How Robust is your Fair Model? Exploring the Robustness of Diverse Fairness Strategies

With the introduction of machine learning in high-stakes decision making, ensuring algorithmic fairness has become an increasingly important problem to solve. In response to this, many mathematical definitions of fairness have been proposed, and a variety of optimisation techniques have been developed, all designed to maximise a defined notion of fairness. However, fair solutions are reliant on the quality of the training data, and can be highly sensitive to noise. Recent studies have shown that robustness (the ability for a model to perform well on unseen data) plays a significant role in the type of strategy that should be used when approaching a new problem and, hence, measuring the robustness of these strategies has become a fundamental problem. In this work, we therefore propose a new criterion to measure the robustness of various fairness optimisation strategies - the robustness ratio. We conduct multiple extensive experiments on five bench mark fairness data sets using three of the most popular fairness strategies with respect to four of the most popular definitions of fairness. Our experiments empirically show that fairness methods that rely on threshold optimisation are very sensitive to noise in all the evaluated data sets, despite mostly outperforming other methods. This is in contrast to the other two methods, which are less fair for low noise scenarios but fairer for high noise ones. To the best of our knowledge, we are the first to quantitatively evaluate the robustness of fairness optimisation strategies. This can potentially can serve as a guideline in choosing the most suitable fairness strategy for various data sets.

翻译：随着机器学习在高风险决策中的引入，确保算法公平性已成为日益重要且亟待解决的问题。
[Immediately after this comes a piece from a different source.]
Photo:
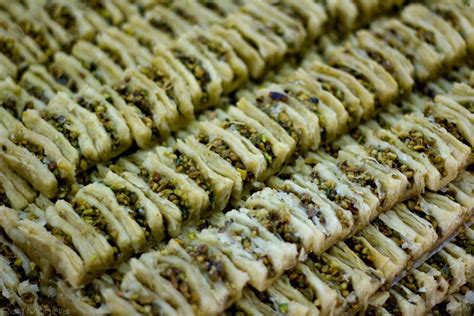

为此，学界提出了多种公平性的数学定义，并开发了各类优化技术，均旨在最大化既定的公平性度量。然而，公平性解决方案依赖于训练数据的质量，且对噪声高度敏感。近期研究表明，鲁棒性（模型在未见数据上表现良好的能力）在针对新问题应采用的策略类型中起着重要作用，因此，衡量这些策略的鲁棒性已成为一个基础性问题。本文中，我们提出了一种衡量各类公平性优化策略鲁棒性的新标准——鲁棒性比率。我们在五个基准公平性数据集上，针对四种最常用的公平性定义，对三种最主流的公平性策略进行了多项大规模实验。实验结果表明，尽管基于阈值优化的公平性方法在多数情况下优于其他方法，但在所有评估数据集中对噪声都极为敏感。相比之下，另外两种方法在低噪声场景下公平性较低，但在高噪声场景下却表现出更高的公平性。据我们所知，本研究首次对公平性优化策略的鲁棒性进行了定量评估。这有望为不同数据集选择最合适的公平性策略提供指导依据。